Downsizing Re-ID Inputs

Downsizing Re-ID Inputs Without Breaking the Model

Yes, Re-ID models expect specific input dimensions (e.g., 128x64 for pedestrian Re-ID), but you can resize intelligently while preserving aspect ratio and minimizing distortion. Here’s how to do it correctly:

1. Preserve Aspect Ratio

Re-ID models (like OSNet or Mars-small128) are trained on fixed aspect ratios (e.g., 2:1 for pedestrians). Downsizing must maintain this ratio to avoid stretching.

Correct Resizing

import cv2

def resize_crop(crop, target_height=64, target_width=32):
    # Original crop: e.g., 128x64 (HxW)
    h, w = crop.shape[:2]

    # Calculate new dimensions (maintain aspect ratio)
    scale = min(target_height / h, target_width / w)
    new_h, new_w = int(h * scale), int(w * scale)

    # Resize with anti-aliasing
    resized = cv2.resize(crop, (new_w, new_h), interpolation=cv2.INTER_AREA)

    # Pad to target size (if needed)
    delta_h = target_height - new_h
    delta_w = target_width - new_w
    top = delta_h // 2
    bottom = delta_h - top
    left = delta_w // 2
    right = delta_w - left

    # Pad with mean pixel values (or zero)
    padded = cv2.copyMakeBorder(
        resized, top, bottom, left, right,
        cv2.BORDER_CONSTANT, value=(128, 128, 128)  # Gray padding
    return padded

Why This Works:

Maintains the object’s proportions (no squishing).
Pads with neutral values (avoiding edge artifacts).
Uses INTER_AREA interpolation (best for downsizing).

2. Normalize for the Model

After resizing, ensure pixel values match the model’s training preprocessing:

def preprocess(crop):
    # Resize (as above)
    resized = resize_crop(crop, target_height=64, target_width=32)

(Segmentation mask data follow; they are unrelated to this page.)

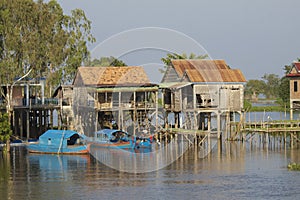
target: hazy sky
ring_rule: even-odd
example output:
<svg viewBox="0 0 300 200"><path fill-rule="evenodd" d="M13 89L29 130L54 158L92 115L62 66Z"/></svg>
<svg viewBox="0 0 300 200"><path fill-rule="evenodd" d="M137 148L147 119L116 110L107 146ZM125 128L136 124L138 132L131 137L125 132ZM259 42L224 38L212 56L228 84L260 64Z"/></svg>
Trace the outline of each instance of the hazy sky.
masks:
<svg viewBox="0 0 300 200"><path fill-rule="evenodd" d="M300 58L298 0L58 2L66 13L75 8L83 9L92 21L97 42L89 46L90 50L122 31L161 27L193 38L213 59L224 59L230 67L241 69L248 80L260 79L264 73L281 77L284 65ZM137 56L126 58L128 65L139 64L134 57L140 59ZM140 62L145 64L145 61ZM159 60L146 62L158 63Z"/></svg>

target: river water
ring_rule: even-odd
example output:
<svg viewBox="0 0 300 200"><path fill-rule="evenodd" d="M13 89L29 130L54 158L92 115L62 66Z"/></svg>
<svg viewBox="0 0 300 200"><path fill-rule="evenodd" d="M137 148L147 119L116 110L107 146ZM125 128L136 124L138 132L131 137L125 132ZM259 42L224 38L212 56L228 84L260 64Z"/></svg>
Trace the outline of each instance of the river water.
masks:
<svg viewBox="0 0 300 200"><path fill-rule="evenodd" d="M0 154L0 199L299 199L299 148L241 142L215 145L205 158L190 148L158 171L126 173L90 155Z"/></svg>

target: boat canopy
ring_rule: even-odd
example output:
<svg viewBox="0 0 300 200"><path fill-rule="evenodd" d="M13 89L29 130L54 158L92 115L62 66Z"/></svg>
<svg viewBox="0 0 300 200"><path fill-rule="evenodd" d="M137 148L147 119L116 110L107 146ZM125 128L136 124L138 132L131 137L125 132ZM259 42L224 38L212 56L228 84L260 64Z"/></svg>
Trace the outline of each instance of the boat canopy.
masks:
<svg viewBox="0 0 300 200"><path fill-rule="evenodd" d="M73 135L79 135L80 137L85 137L82 134L77 133L76 131L72 130L48 130L46 131L43 135L39 137L40 140L48 140L49 138L51 139L68 139L72 137Z"/></svg>
<svg viewBox="0 0 300 200"><path fill-rule="evenodd" d="M100 131L97 131L96 134L113 135L113 133L116 133L116 132L122 132L122 133L125 133L126 135L128 135L125 131L117 130L117 129L102 129Z"/></svg>

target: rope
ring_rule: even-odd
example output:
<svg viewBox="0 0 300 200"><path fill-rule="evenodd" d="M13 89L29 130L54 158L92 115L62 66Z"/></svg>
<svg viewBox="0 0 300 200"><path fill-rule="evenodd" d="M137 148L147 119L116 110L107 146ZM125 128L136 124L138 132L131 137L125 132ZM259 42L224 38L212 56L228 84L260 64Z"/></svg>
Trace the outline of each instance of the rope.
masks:
<svg viewBox="0 0 300 200"><path fill-rule="evenodd" d="M61 151L61 146L62 146L62 143L63 143L64 136L65 136L65 130L63 131L63 134L61 136L60 144L59 144L59 148L58 148L57 154L59 154L60 151Z"/></svg>

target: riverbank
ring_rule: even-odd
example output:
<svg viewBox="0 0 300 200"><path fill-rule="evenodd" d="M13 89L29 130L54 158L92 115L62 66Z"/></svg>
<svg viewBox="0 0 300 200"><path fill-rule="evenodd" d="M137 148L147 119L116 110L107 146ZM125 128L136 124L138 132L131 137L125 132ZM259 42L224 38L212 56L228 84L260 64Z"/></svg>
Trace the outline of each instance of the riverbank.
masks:
<svg viewBox="0 0 300 200"><path fill-rule="evenodd" d="M287 105L278 104L276 100L264 99L257 102L244 101L244 109L247 112L289 112Z"/></svg>

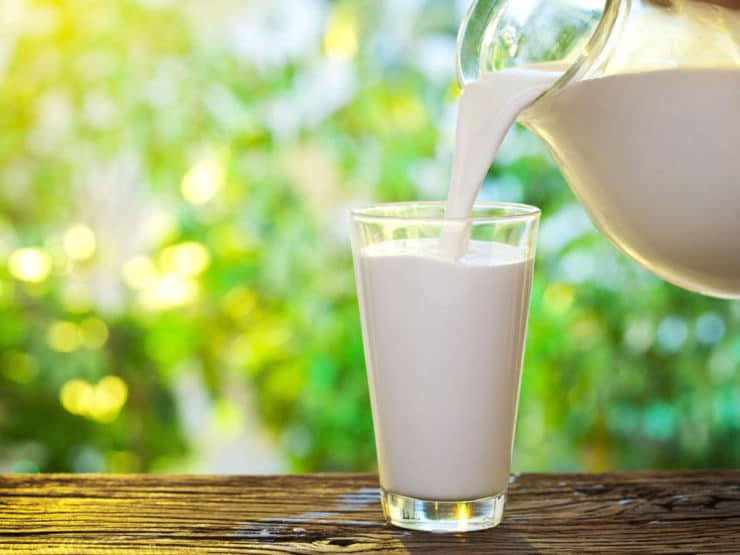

    # Normalize to [0, 1] or model-specific range (e.g., -1 to 1)
    normalized = resized.astype("float32") / 255.0

    # Convert to channel-first (if needed, e.g., PyTorch)
    normalized = np.transpose(normalized, (2, 0, 1))  # [C, H, W]

    return normalized

3. Trade-offs of Downsizing

Resolution	Speed	Re-ID Accuracy	Use Case
Original (e.g., `128x64`)	Slow	High	High-end devices
Half-size (`64x32`)	2x Faster	Slight drop (~5% mAP)	Mobile/edge
Quarter-size (`32x16`)	4x Faster	Significant drop	Only for large objects

Rule of Thumb:

For pedestrians, never go below 64x32.